For a bit of an abandoned ghost town feel, wander up the road to the old lighthouse. On the right day, the ships sailing by will be the only indication there are other living souls around.
From Melbourne CBD: Take the conveniently-named Williamstown line from Flinders Station and get off at Williamstown (end of the line).
Venturing Inland: Ballarat
If you’re looking for a bit of kitschy fun, head to Sovereign Hill, a “historic experience” that transports you back to the area’s gold mining days. You can bowl in a rickety wooden bowling alley, learn how to make boiled lollies, and travel underground into a replica of an old mine–complete with a recording of an English guy yelling at some other English guys. (You know, like a hostel.)

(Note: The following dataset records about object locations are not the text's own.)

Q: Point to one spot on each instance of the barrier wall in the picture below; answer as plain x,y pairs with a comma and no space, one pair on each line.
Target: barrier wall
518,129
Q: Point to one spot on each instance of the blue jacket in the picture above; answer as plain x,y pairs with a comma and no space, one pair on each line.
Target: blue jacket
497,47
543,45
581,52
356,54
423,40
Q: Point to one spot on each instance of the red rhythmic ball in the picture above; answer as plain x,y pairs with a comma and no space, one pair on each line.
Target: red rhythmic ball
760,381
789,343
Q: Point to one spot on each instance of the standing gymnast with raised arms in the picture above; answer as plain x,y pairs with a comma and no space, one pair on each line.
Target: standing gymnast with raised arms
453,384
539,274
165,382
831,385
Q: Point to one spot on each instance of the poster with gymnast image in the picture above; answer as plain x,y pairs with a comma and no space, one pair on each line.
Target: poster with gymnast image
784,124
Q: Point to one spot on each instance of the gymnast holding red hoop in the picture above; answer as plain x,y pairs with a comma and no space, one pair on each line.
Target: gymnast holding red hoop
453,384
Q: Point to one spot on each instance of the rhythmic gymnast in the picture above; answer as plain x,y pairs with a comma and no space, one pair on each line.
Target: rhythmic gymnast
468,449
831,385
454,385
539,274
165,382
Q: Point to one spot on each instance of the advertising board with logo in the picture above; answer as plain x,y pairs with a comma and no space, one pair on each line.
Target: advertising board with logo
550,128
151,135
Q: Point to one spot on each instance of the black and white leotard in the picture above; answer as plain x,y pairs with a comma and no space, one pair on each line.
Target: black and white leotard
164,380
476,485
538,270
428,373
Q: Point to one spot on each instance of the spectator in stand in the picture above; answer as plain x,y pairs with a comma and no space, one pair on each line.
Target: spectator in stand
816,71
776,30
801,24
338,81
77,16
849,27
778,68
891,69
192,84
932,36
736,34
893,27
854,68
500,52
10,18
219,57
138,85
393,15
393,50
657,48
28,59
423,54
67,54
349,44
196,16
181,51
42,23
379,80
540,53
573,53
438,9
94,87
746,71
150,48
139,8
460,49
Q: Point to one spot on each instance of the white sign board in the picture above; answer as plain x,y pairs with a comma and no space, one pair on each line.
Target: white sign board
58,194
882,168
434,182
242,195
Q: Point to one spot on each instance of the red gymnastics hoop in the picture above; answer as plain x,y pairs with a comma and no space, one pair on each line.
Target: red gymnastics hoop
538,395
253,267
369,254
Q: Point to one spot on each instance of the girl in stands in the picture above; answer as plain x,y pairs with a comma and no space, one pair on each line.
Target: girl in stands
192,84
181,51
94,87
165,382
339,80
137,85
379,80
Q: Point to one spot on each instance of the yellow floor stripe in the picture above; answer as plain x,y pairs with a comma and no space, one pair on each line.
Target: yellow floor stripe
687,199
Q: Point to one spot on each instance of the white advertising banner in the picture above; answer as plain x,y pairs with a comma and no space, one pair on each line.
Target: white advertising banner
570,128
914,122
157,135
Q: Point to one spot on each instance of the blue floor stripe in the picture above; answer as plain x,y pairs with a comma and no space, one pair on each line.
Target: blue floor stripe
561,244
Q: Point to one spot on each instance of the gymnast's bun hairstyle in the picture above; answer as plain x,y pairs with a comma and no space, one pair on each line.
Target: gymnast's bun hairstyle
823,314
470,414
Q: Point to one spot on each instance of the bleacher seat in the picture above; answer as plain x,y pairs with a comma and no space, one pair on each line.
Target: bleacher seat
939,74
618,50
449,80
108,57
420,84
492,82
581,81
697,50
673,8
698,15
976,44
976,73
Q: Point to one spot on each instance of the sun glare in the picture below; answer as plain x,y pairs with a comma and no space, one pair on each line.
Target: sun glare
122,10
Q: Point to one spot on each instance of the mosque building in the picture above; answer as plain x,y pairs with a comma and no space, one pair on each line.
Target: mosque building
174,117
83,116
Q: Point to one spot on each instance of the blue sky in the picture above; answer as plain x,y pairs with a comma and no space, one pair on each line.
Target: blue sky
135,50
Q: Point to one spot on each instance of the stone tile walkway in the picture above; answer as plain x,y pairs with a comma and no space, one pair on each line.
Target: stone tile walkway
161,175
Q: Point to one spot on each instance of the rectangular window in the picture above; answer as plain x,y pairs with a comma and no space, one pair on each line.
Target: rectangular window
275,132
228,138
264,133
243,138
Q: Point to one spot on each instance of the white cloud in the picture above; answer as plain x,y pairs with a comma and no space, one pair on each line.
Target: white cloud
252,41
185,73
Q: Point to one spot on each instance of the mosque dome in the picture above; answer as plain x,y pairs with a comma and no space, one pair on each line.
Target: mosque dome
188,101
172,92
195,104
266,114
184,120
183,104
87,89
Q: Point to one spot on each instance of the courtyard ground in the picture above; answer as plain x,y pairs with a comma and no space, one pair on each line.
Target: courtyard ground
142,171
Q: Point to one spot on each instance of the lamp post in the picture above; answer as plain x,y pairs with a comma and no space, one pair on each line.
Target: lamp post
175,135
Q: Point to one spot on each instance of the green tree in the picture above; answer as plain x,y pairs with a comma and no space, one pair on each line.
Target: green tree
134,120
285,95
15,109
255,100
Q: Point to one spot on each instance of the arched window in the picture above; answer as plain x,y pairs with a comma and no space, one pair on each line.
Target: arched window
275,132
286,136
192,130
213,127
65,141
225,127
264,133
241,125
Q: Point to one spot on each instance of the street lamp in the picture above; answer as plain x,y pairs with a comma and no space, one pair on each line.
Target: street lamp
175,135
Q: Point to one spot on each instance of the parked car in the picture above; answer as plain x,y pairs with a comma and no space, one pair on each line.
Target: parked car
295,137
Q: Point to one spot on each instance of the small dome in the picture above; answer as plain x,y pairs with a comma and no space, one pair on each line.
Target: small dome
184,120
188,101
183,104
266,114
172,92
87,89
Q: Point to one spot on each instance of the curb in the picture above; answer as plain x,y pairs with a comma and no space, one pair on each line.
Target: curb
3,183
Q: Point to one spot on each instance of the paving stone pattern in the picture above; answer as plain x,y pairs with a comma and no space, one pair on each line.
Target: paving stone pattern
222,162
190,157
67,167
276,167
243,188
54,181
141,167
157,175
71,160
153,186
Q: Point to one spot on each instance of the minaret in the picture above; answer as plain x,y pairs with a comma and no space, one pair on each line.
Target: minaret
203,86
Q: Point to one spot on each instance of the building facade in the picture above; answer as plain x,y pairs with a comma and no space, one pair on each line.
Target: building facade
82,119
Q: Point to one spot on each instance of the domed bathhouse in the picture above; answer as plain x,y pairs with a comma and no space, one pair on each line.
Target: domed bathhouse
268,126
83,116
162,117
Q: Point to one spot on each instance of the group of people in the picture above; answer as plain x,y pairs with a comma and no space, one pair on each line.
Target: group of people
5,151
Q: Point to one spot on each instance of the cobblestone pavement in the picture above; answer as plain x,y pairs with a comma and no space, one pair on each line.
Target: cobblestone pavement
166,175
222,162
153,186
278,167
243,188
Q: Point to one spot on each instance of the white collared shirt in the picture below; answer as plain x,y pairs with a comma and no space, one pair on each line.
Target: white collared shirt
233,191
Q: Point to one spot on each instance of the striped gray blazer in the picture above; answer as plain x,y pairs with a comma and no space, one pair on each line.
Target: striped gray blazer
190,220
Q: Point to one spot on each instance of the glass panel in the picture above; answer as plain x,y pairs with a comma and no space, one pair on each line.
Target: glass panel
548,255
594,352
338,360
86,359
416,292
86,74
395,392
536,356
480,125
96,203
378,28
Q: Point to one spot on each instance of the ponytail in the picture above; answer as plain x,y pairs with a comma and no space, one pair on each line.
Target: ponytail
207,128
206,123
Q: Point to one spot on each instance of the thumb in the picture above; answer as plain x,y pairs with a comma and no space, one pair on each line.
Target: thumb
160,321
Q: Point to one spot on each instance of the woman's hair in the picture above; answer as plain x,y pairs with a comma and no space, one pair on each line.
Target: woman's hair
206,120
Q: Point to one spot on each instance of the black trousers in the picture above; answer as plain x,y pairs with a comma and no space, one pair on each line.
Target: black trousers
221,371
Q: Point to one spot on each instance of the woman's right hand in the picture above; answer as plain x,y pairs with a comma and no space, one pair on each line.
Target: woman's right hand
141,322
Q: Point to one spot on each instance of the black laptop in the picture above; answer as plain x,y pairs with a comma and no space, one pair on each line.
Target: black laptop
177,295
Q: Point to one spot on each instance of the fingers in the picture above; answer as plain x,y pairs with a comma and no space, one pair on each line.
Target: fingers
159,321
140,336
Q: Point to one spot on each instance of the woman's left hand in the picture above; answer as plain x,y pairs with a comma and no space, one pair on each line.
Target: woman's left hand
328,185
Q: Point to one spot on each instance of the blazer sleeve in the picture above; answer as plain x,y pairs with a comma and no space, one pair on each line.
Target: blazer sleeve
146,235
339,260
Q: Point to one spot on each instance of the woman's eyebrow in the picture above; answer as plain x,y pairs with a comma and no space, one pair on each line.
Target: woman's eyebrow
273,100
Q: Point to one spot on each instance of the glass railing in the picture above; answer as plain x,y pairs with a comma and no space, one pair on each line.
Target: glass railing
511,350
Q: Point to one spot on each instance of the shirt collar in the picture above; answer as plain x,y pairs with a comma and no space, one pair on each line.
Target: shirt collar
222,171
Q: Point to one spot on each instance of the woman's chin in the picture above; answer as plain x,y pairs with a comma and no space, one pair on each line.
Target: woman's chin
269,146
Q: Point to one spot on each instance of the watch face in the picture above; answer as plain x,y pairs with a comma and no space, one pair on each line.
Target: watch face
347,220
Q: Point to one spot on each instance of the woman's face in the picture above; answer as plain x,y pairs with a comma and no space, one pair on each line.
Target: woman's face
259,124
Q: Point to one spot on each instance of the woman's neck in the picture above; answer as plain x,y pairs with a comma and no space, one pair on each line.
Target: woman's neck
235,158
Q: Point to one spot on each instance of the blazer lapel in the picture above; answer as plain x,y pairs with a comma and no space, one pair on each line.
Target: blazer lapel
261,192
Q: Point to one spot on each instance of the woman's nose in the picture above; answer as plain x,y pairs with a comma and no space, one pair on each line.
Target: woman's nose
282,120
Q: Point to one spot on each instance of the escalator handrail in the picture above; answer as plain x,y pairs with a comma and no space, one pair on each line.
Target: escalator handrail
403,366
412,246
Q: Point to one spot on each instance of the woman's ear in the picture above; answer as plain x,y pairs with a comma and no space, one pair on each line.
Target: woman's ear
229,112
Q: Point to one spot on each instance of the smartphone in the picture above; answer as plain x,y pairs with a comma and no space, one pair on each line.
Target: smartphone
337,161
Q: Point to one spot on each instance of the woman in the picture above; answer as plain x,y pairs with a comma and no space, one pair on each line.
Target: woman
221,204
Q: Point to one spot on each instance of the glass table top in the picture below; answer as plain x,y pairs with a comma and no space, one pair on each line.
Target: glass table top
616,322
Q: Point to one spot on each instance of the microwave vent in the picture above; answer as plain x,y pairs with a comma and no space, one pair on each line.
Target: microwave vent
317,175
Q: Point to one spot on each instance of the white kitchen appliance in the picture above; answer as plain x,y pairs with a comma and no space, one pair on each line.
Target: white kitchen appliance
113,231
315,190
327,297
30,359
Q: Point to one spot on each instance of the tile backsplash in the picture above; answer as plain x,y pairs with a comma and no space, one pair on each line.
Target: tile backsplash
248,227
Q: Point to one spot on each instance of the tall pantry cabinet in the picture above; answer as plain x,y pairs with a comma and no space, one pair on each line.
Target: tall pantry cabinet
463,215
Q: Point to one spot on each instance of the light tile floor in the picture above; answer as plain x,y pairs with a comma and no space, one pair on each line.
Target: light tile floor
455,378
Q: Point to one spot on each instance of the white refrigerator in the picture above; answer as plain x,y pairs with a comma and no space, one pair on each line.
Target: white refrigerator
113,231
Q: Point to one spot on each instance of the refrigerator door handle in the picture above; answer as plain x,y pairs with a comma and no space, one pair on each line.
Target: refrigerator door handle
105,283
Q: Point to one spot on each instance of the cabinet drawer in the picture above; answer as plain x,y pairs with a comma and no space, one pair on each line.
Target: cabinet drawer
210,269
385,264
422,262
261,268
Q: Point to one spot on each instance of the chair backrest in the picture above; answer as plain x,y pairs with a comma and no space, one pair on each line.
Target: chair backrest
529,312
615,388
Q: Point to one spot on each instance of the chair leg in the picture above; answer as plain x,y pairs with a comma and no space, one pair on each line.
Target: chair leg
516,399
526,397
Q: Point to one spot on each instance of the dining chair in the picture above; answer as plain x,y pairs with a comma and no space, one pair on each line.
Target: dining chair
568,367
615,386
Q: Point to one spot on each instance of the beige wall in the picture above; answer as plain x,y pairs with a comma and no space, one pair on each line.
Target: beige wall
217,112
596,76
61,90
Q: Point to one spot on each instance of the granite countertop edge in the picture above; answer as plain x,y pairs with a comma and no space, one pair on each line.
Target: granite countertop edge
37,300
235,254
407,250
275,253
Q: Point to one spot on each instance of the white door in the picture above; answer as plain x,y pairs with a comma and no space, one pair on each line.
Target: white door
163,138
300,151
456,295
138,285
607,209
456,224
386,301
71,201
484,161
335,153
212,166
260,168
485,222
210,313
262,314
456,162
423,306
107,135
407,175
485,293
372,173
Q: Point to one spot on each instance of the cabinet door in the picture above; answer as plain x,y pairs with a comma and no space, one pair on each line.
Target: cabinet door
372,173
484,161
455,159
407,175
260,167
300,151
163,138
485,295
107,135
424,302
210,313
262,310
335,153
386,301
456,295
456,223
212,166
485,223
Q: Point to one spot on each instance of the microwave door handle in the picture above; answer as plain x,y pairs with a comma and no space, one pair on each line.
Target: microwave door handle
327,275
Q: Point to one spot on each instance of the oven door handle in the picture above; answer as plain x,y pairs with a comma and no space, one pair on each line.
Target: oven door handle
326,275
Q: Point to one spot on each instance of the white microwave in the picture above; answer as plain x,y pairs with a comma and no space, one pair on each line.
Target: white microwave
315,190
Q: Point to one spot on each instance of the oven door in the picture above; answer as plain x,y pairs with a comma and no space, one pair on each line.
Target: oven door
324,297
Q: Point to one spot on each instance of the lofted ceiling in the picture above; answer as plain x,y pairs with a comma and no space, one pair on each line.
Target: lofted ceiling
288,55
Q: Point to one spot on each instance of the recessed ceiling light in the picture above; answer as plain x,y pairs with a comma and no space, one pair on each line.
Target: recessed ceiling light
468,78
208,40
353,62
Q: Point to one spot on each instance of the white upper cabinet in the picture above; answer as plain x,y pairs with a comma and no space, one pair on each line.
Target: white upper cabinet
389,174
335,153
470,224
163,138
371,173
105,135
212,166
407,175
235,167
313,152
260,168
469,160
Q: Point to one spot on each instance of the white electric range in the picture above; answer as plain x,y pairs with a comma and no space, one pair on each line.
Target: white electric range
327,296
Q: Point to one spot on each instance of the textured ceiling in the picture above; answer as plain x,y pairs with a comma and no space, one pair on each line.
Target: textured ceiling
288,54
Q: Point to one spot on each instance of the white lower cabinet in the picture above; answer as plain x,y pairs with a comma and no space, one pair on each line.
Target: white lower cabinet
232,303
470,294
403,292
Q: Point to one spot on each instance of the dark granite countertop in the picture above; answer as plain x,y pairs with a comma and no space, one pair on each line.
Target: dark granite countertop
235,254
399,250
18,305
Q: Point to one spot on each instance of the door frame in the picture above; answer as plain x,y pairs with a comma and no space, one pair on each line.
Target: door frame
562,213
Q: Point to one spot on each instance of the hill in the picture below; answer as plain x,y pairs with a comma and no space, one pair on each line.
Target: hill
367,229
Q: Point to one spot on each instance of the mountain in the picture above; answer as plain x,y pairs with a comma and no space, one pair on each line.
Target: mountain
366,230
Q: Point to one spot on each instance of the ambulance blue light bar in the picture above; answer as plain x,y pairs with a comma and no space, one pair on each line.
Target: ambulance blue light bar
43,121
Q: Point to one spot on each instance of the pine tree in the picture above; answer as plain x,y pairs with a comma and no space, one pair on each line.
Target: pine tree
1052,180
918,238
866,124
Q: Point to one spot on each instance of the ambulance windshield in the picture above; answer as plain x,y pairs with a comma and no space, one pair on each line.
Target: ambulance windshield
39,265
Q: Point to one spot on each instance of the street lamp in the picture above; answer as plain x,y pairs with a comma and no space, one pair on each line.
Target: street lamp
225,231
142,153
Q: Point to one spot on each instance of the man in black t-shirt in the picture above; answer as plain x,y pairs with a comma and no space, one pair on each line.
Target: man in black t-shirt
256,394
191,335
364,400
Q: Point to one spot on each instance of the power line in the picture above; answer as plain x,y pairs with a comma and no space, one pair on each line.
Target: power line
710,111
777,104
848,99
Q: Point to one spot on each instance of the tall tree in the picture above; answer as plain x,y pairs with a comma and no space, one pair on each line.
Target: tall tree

The employees dress in period costume; most of them are not in character, but given that the entire thing is obviously a farce (no one in 1870s Victoria would be that happy to be mining for tapped gold in a pathetic little creek), it doesn’t really dampen the mood.
From Melbourne CBD: Take the train from Southern Cross Station and get off at Ballarat Station. You can also drive via the M8.
Dawn to Dusk: Great Ocean Road
Sign up for a bus tour, or rent a vehicle to move at your own pace. If driving yourself, get an early start to ensure you have time to stop and see as many viewpoints as possible. And don’t worry too much about the weather; if anything, rainy days just make the crashing waves and stormy skies more fun to see (not to mention, more photogenic).
Aside from its incredible natural beauty, the Great Ocean Road is also an important piece of Victoria’s human history: it was constructed by returning soldiers as a memorial to those killed during WWI, and is the largest memorial of its kind in the world.
(Want more Great Ocean Road? I talk about it a bit more in-depth over here!)
From Melbourne CBD: Take the Princes Highway to Geelong, then the Surf Coast Highway to the town of Torquay.